Christine Blasey Ford gave a “heartfelt, credible and persuasive testimony,” Heitkamp said in a written statement. The senator said countless women have shared their own personal battles with sexual assault with her.
Heitkamp said there are “many extremely qualified candidates to serve on the (Supreme) Court” and she is ready to work with the president “to confirm a nominee who is suited for the honor and distinction of serving this lifetime appointment.”
In an interview with WDAY, Heitkamp explained her decision: “It’s a lifetime appointment. This is not a political decision.

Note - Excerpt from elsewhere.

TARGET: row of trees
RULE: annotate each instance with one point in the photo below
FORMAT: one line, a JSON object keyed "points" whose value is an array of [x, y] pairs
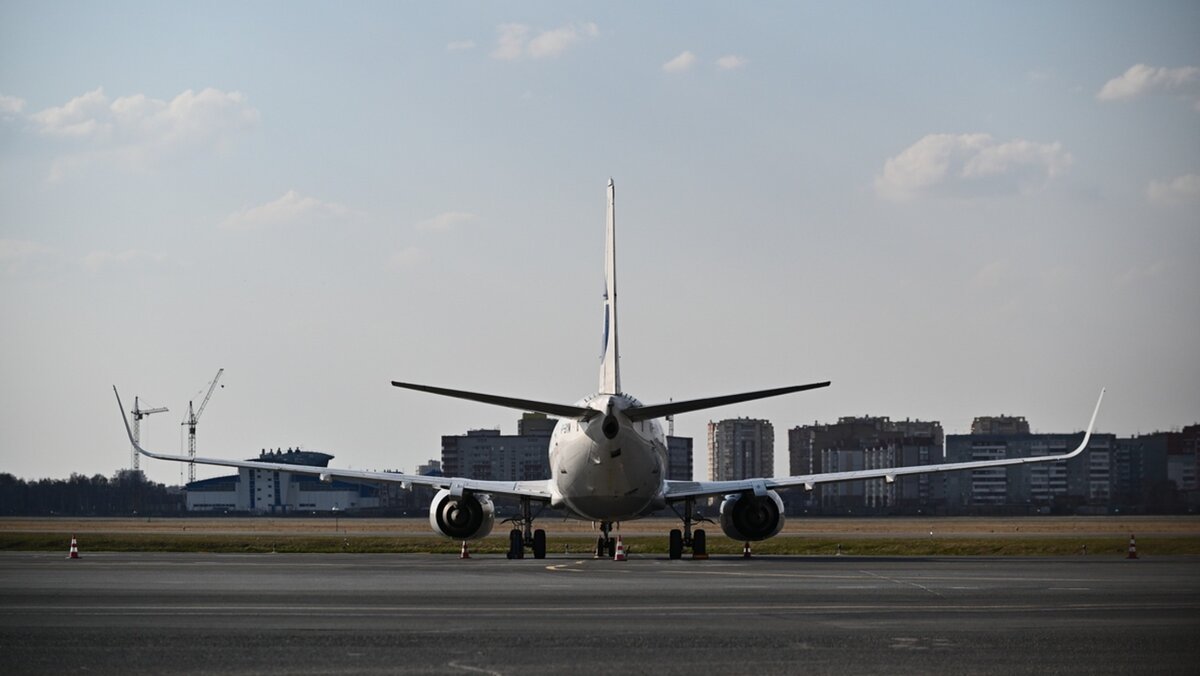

If this were a political decision for me, I would be deciding this the other way. There is an old saying, ‘History will judge you, but most importantly you will judge yourself,’ and that is what I am saying. I can’t get up in the morning and look at the life experience I have had and say yes to Judge Kavanaugh.”
Joel Heitkamp, a local radio personality, praised his sister’s decision and echoed part of her reasoning. “She might lose,” Joel Heitkamp told MSNBC. “When she’s brushing her teeth, she needs to like the person she sees in the mirror.”
One of Sen. Heitkamp’s democratic colleagues, Sen. Amy Klobuchar praised Heitkamp’s announcement in a tweet: “Her decision today is the essence of what John McCain was referring to when he said ‘Nothing in life is more liberating’ than standing up for something ‘larger than yourself.’”
The senator is not alone in her dissent. More than 2,400 law professors signed a letter urging Congress not to vote in Kavanaugh. Locally, University of North Dakota law professor Tammy Pettinato Oltz signed her name on the letter that was published by the New York Times.
Oltz told the Forum, “I just don’t think that is appropriate for any judicial nominee,” in regard to Kavanaugh’s comment of “what goes around, comes around” during the Senate hearing.
“In the hearing he had last Thursday, he was very aggressive and partisan. I’m concerned with his ability to be impartial with things that come before him on the court,” Oltz said.
A poll conducted by the Strategic Research Associates and North Dakota’s NBC affiliate KFYR showed that 60 percent of North Dakotans support Kavanaugh’s nomination and 27 percent oppose.
The poll also showed the Supreme Court nomination is the leading issue in the minds of North Dakotans by a plurality (21 percent).